Kelly – I was surprised to learn at the recent Kayo conference that so many firms have not yet invested in dedicated people and systems to optimize sourcing and get more leverage for their business development teams. There’s so much insight and leverage to be gained through just a little bit more technology and headcount investment.

I see three possible reasons for firms being slow to innovate in this regard:

  1. Many investment firms lack a focused investment strategy. They invest as generalists. That lack of focus can get in the way of having a sophisticated BD strategy; being so opportunistic makes it difficult to be proactive. Our strategy at Edison is data-driven, specific to our three industry sectors, and our entire firm is aligned on it. If this were not the case, our investment in technology might be wasted.
  2. Operating experience is still commonly lacking inside investment firms. While PEs have operators on staff or contracted to help their companies, most firms lack the talent in-house to improve firm operations.
  3. If it is not broken, don’t fix it. While I can understand this argument / approach, I don’t agree with it. This is simply not the mentality of top-performing organizations, whether you’re in PE or otherwise.

Peter: For firms where their deal sourcing sophistication and status is in the “dark ages”, what actionable advice do you have for them?
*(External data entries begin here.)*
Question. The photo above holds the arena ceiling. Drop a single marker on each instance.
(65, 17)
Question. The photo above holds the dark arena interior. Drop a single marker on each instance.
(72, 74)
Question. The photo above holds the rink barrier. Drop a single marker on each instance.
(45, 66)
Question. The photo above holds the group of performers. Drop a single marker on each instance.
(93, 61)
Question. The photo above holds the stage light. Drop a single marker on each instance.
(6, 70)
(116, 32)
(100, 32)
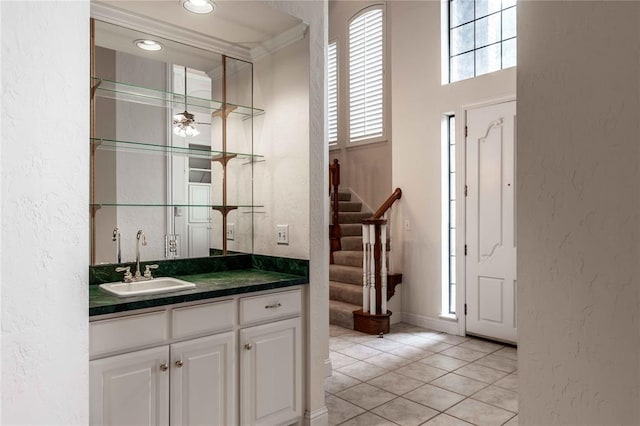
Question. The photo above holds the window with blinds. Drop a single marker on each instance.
(333, 93)
(366, 74)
Kelly – First, it goes back to focus, which may sound trite, and certainly, obvious. But using technology and modern BD solutions is not a strategy, and it won’t enable large gains in business development effectiveness and efficiency for a firm without a clear investment strategy. So the most important thing a firm must do is to select a defined market of companies that they wish to pursue, and then the business development motions, tactics, and approaches all flow out of that.  No matter what strategy and market you pursue, there are some things you must have to be at baseline from a BD perspective:

Kelly Ford, Partner at Edison Partners
  1. You must have a trusted store of data where you and your colleagues and partners are diligently recording your interactions with companies, M&A bankers, etc. You need a shared repository for this data, so having a CRM is required.
  2. You must have a plan for how you will reach your target market of companies. You can have plans to reach them directly, or reach them through the channel of investment bankers who advise them, or both. But no matter what, you need a plan for how you’ll reach your market. There are conferences; there is the tapping of your network; there is cold-calling; there is email-blasting; there is social selling; there are BD sourcing tools like Axial, etc.

But those two are baseline – a place to store your interactions with the market and share with your firm, and a map of the channels and routes by which you reach the CEOs and business owners in your target market.

Peter: What’s next in deal sourcing and private equity BD?

The industry really can learn a lot from modern B2B marketing and sales strategies and the technologies that enable them – from more sophisticated use of data in identifying and targeting companies, to automating tedious tasks for greater prospecting an networking productivity, and leveraging all relevant channels (yes, more than email) to educate and engage audiences.

There’s certainly opportunity for tighter integration between the tools that are currently being embraced by private equity firms and other mid-market players. My view is the winning tech stack (dare I suggest, single platform?) for our space will eventually have the following characteristics:

  1. Precise matching of investment strategies with best-fit companies
  2. Insights not only on the best-fit companies to inform engagement, but also on your best connectivity to the executives inside those companies to facilitate introductions and engagement
  3. Multi-channel engagement options – on and offline – for tapping personal and social networks, enabling content marketing, and even leveraging events

Technologically speaking, these three capabilities are available and possible for our industry to implement today. We need a shift in mindset and investment in the right talent to make it a reality.

Peter: Thanks Kelly, this was terrific. Thanks for spending some time with us.